И сменовеховство, и клубы возвращения, и грубые зазывания «Парижского вестника» давно были расшифрованы и по достоинству оценены всей русской зарубежной печатью, без различия направлений и оттенков. Казалось бы, за этой чертой не было никакого места разногласиям. И вдруг точно свалились с неба две странные формулы.
Первая — кусковская:
Возвращаться могут и должны лишь люди, чуждые политике: они нужны для строительства России. Мы — политические изгнанники — останемся для дальнейшей непримиримой борьбы с большевизмом из заграницы, подобно Герцену, Бакунину, Кропоткину и другим, боровшимся с империализмом. Офицеры и солдаты, дравшиеся некогда с германцами и большевиками, отнюдь не могут оправдать свое пребывание в эмиграции политическими причинами, а потому, наравне с прочими, подлежат возвращению…
Ах, как легко на бумаге распоряжаться участью сотен тысяч живых людей] У нас всех еще в памяти первое рассеяние врангелевских солдат и беженцев в Константинополе и на островах. Не русские ли некоторые журналисты писали тогда, в назидание французским, что пребывание такого огромного количества военной силы, сгруппированной в одном месте, является опасной угрозой, а кормление значительной массы беженцев влечет-де громадные расходы? Но вспомнив эту — скажем — ошибку некоторых журналистов, вспомним и благородную настойчивость Врангеля. А что если однажды Франция найдет для себя обременительным оказывать дальнейший приют миллиону русских и начнет разрежать их количество? Коснется ли эта немилость политиков? А если для них будет сделано прямое исключение, то по каким признакам? Это уже не бумажное дело.
Вторая формула — пешехоновская:
«Идите в Россию все! Идите без всяких условий! Омойте себя слезами покаяния! Целуйте землю! Большевики совсем переродились!

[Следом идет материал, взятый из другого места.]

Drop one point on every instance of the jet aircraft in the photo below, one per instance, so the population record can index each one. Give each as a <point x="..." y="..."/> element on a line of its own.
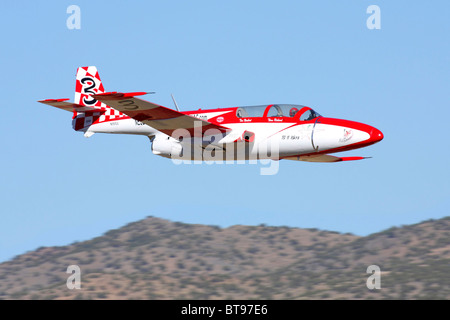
<point x="272" y="131"/>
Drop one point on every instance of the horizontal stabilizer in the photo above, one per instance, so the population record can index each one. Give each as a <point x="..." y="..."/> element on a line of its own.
<point x="69" y="106"/>
<point x="324" y="158"/>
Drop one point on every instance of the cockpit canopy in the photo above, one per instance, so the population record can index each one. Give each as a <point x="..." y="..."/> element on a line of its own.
<point x="277" y="110"/>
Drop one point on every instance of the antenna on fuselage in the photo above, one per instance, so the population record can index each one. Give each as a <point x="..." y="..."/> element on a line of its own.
<point x="175" y="103"/>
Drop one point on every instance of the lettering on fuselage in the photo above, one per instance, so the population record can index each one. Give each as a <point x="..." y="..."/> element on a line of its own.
<point x="200" y="116"/>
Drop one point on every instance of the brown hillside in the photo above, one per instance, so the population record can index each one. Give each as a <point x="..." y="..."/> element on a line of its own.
<point x="158" y="259"/>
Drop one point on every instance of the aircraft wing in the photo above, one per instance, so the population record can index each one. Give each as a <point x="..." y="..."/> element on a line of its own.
<point x="323" y="158"/>
<point x="161" y="118"/>
<point x="69" y="106"/>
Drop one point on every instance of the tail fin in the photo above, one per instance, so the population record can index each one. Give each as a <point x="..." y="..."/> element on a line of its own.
<point x="87" y="84"/>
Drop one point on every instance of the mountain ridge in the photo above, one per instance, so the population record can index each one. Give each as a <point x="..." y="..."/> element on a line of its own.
<point x="158" y="259"/>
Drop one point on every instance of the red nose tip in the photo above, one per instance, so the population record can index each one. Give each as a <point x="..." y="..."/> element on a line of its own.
<point x="376" y="135"/>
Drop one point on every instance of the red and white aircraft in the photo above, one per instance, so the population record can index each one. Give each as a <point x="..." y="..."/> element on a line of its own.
<point x="274" y="131"/>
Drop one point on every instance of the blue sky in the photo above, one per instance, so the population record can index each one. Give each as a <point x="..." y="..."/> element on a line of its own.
<point x="59" y="187"/>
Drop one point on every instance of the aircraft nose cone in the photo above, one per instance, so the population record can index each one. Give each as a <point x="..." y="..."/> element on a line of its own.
<point x="376" y="135"/>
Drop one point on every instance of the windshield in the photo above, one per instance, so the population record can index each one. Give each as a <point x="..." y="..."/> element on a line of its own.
<point x="277" y="111"/>
<point x="309" y="115"/>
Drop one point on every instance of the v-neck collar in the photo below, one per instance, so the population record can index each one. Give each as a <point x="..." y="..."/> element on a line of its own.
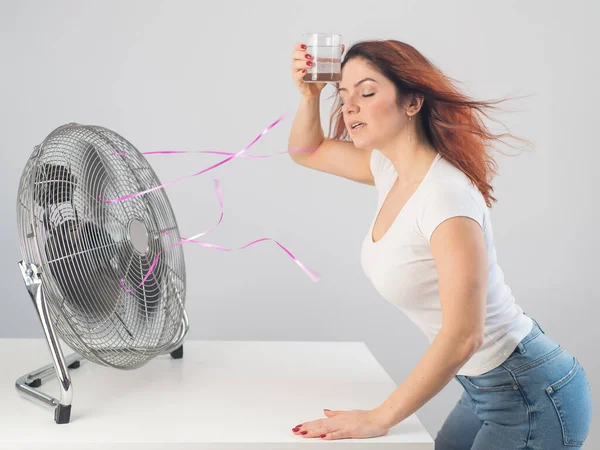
<point x="373" y="242"/>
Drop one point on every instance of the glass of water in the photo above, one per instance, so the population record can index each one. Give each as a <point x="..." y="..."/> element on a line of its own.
<point x="326" y="51"/>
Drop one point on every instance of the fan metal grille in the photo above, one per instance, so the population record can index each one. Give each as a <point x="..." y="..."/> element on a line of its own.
<point x="85" y="246"/>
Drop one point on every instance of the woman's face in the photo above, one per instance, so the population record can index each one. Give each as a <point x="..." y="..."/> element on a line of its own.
<point x="372" y="102"/>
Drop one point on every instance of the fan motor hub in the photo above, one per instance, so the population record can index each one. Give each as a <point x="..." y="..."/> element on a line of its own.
<point x="138" y="236"/>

Их и узнать нельзя! Из волков стали овцами!»
Это — невинная истерия, в которую впал чистый, честный, но издерганный и истомившийся человек.
А печатное слово все-таки такая вещь, которая действует и пользуется большим влиянием на жизнь. Нельзя звать людей на убой ради журнальной позы, газетной полемики и расстройства нервов. Здесь слова ведут за собой кровь.